Dr. Özay Subaşı1 and Dr. Pınar Kaya Subaşı2
Erzincan University School of Medicine, Orthopedics and Traumatology1
Mengücek Gazi Training and Research Hospital, Physical Medicine and Rehabilitation, Erzincan2
E-mail1: [email protected], E-mail2: [email protected]
Abstract
Fracture-dislocations of the ankle is a common orthopedic problem. Open reduction and internal fixation is viewed
as the gold standard treatment for fracture-dislocations of the ankle. Soft tissue injuries associated with ankle
fracture-dislocations may increase postoperative wound complication rates. Ankle-spanning frame plays a
fundamental role in the local damage control orthopedics while gaining time for definitive surgery. This situation,
which allows us to gain time against wound complications, may affect functional ankle scores in the postoperative
period.The objective of this study was to evaluate the effect of two-stage surgery for the unstable ankle fracture-
dislocation compared to one-stage surgery in terms of American Orthopedic Foot and Ankle Society hindfoot-
ankle and Olerud-Molander ankle scores. We analyzed 30 patients, who met our study criteria. Patients who have
incomplete medical records, lost to follow-up visits, polytraumatized patients and having neurological or locomotor
comorbid diseases that affecting the walking and motion of the lower extremities were excluded from study.
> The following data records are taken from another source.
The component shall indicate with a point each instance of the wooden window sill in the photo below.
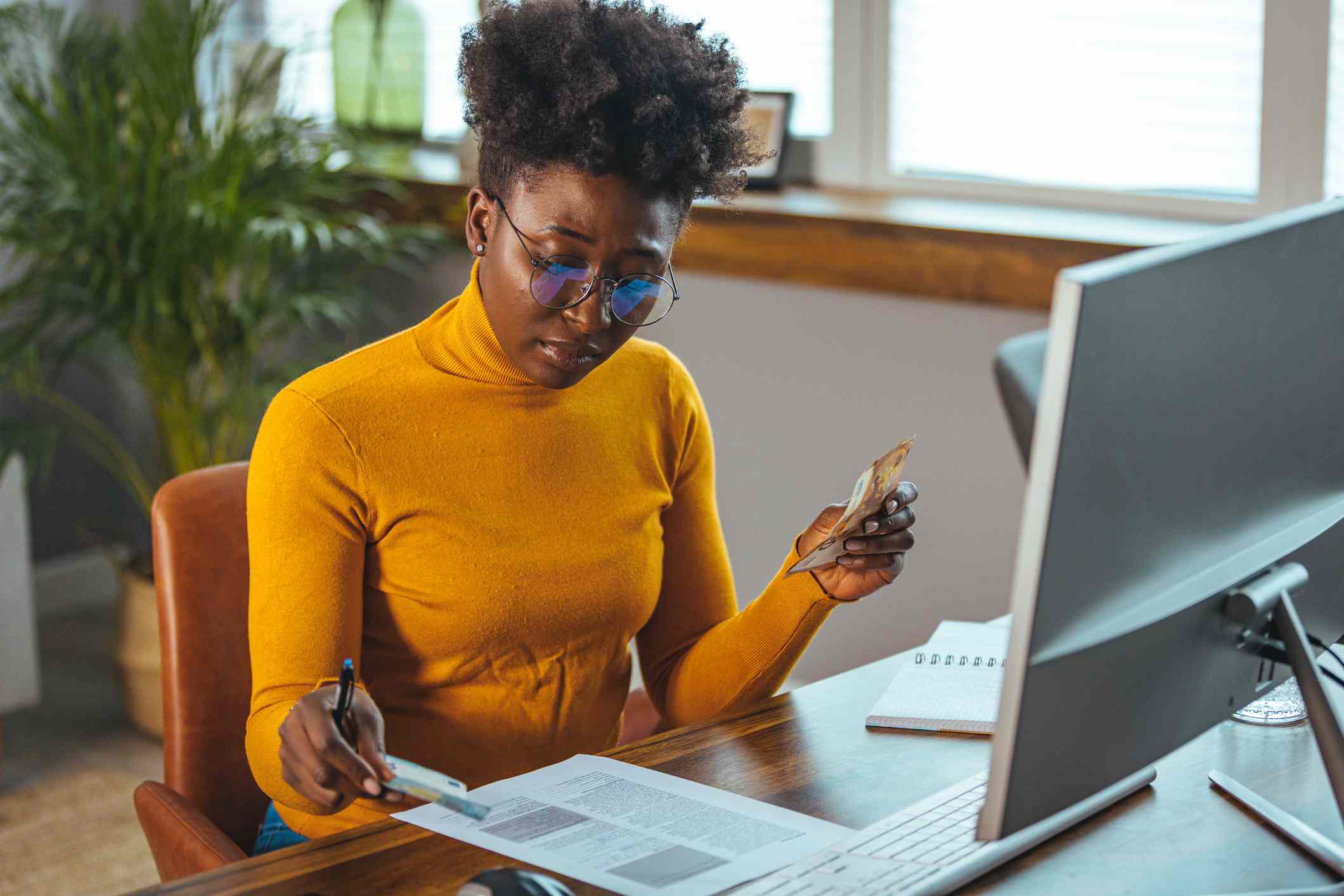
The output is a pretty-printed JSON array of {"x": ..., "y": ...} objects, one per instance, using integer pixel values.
[{"x": 995, "y": 253}]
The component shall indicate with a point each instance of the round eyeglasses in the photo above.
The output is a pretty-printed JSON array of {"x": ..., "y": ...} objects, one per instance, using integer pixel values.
[{"x": 564, "y": 281}]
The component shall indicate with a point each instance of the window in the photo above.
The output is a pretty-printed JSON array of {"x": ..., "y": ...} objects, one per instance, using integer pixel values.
[
  {"x": 1335, "y": 108},
  {"x": 1137, "y": 96},
  {"x": 782, "y": 46},
  {"x": 304, "y": 27}
]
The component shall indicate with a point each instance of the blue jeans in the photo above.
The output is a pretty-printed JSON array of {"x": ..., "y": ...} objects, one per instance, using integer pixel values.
[{"x": 275, "y": 833}]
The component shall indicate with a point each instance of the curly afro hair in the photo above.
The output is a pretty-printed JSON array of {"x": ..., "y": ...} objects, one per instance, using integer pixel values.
[{"x": 605, "y": 86}]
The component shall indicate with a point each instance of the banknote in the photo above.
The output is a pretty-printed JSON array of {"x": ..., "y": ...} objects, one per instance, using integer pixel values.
[
  {"x": 872, "y": 488},
  {"x": 434, "y": 788}
]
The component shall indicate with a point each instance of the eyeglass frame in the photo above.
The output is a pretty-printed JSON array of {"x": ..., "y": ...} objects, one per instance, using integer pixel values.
[{"x": 588, "y": 288}]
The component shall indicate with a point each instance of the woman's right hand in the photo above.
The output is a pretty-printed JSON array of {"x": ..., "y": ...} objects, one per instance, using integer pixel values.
[{"x": 316, "y": 760}]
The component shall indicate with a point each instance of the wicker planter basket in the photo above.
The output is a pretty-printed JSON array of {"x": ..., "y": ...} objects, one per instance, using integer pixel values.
[{"x": 138, "y": 649}]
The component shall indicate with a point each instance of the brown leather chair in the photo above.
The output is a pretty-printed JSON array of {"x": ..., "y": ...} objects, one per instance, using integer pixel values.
[{"x": 207, "y": 812}]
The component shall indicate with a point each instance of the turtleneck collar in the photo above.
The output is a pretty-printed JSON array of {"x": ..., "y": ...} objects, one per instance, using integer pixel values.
[{"x": 458, "y": 339}]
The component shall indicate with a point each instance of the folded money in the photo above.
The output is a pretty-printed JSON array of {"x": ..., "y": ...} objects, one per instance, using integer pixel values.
[
  {"x": 872, "y": 488},
  {"x": 434, "y": 788}
]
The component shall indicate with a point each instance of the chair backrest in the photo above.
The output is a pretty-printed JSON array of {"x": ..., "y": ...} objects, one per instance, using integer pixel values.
[{"x": 199, "y": 525}]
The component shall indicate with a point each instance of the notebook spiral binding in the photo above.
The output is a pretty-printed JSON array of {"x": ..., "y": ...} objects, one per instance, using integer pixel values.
[{"x": 953, "y": 660}]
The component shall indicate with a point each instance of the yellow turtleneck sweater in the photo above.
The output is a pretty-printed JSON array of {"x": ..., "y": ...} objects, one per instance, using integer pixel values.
[{"x": 484, "y": 548}]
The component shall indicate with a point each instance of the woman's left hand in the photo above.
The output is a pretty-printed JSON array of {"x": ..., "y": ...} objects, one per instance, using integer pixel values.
[{"x": 872, "y": 559}]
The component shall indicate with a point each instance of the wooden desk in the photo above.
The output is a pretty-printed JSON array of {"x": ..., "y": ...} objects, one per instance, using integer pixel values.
[{"x": 810, "y": 752}]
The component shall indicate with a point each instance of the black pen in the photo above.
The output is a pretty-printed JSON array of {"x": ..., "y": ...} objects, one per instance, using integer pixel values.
[{"x": 344, "y": 693}]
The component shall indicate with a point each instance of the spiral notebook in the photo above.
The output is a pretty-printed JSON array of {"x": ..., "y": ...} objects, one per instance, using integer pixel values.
[{"x": 949, "y": 684}]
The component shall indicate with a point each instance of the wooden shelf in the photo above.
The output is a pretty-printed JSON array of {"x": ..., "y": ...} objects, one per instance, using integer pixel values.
[{"x": 992, "y": 253}]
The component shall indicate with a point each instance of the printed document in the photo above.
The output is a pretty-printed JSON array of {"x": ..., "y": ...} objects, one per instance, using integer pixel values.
[{"x": 632, "y": 831}]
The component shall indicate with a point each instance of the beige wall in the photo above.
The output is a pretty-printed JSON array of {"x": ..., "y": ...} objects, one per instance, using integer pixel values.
[{"x": 805, "y": 387}]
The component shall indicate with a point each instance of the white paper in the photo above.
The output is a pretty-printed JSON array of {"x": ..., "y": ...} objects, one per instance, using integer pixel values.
[
  {"x": 632, "y": 831},
  {"x": 949, "y": 684}
]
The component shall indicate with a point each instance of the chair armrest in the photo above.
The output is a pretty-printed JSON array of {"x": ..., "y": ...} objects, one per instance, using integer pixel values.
[{"x": 182, "y": 840}]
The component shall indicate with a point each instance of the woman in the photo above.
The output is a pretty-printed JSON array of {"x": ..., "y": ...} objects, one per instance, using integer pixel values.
[{"x": 484, "y": 509}]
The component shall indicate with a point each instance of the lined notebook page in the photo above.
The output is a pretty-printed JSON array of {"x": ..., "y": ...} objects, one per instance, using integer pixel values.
[{"x": 949, "y": 684}]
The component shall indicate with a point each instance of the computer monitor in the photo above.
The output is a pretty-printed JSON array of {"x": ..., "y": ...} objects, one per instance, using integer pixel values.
[{"x": 1190, "y": 435}]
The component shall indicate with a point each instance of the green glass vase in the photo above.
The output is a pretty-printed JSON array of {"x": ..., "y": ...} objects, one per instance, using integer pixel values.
[{"x": 378, "y": 69}]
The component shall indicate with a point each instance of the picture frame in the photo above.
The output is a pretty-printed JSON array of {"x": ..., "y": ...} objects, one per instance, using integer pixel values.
[{"x": 768, "y": 113}]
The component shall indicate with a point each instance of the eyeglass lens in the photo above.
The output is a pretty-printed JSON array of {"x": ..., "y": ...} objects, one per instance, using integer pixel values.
[{"x": 561, "y": 281}]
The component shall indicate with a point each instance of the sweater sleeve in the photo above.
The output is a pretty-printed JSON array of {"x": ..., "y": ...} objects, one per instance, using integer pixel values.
[
  {"x": 307, "y": 525},
  {"x": 698, "y": 653}
]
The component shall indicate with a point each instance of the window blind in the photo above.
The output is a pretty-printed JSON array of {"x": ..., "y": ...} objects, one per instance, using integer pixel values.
[
  {"x": 304, "y": 27},
  {"x": 1143, "y": 96},
  {"x": 1335, "y": 105}
]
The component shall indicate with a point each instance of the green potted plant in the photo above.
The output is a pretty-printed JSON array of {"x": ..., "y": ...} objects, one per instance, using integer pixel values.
[{"x": 156, "y": 213}]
The
patients were divided into two groups according to staged surgeries. American Orthopedic Foot and Ankle Society
hindfoot-ankle and Olerud-Molander ankle scores were investigated with a minimum of 6 months period (p= 0.094
and p= 0.126, respectively). Two-stage surgery can be performed safely in carefully-selected patients with the
unstable ankle fracture-dislocations with serious soft tissue injuries and two-stage surgery does not affect the
postoperative American Orthopedic Foot and Ankle Society hindfoot-ankle and Olerud-Molander ankle scores
statistically compared to one-stage surgery at a minimum of 6 months of follow-up period.
Keywords: Two- stage surgery, ankle fractures, fracture dislocation, functional results.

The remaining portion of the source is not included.